At a presentation at the New America Foundation in Washington, McKinsey experts said the destination of trade, as well as the content, is changing. For the first time in history, emerging economies participate in more than half of global trade. The study also shows that trade between southern hemisphere developing nations is the fastest-growing connection.
Some 900 million people have international connections on social media and 360 million take part in cross-border e-commerce.
The report says small businesses around the world can now use platforms like eBay, Amazon, Alibaba, and Facebook to connect with customers and suppliers in other nations, becoming "micro-multinationals."
FILE - Workers collect customer orders at an Amazon fulfilment center in Hemel Hempstead, Britain, Nov. 25, 2015.

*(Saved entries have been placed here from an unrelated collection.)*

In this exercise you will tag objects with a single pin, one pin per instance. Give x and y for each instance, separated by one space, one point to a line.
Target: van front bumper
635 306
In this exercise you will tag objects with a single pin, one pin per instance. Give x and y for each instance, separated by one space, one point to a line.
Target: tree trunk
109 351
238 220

Digitalization is cutting the cost and complexity of international transactions, allowing small and medium-sized firms to reach customers and reap profits that were once the province of huge firms from developed nations.
The authors argue that companies and nations cannot afford to ignore the opportunities beyond their own borders.
Experts at the presentation also warned that the flow of digital goods and information that brings these benefits faces threats as some nations try to censor content, demand that data be stored locally, or otherwise block the flow of information, searches, video, and other communications.
This disruptive technology has a downside for established companies that may see new types of competitors emerge quickly from anywhere in the world. And companies that enter new markets hunting for customers and profit are also exposed to aggressive global competition, pressures to cut prices, and threats from cybercrime.
The same digital communications that help companies sell products also make it easier for extremists to offer their ideologies to audiences around the world.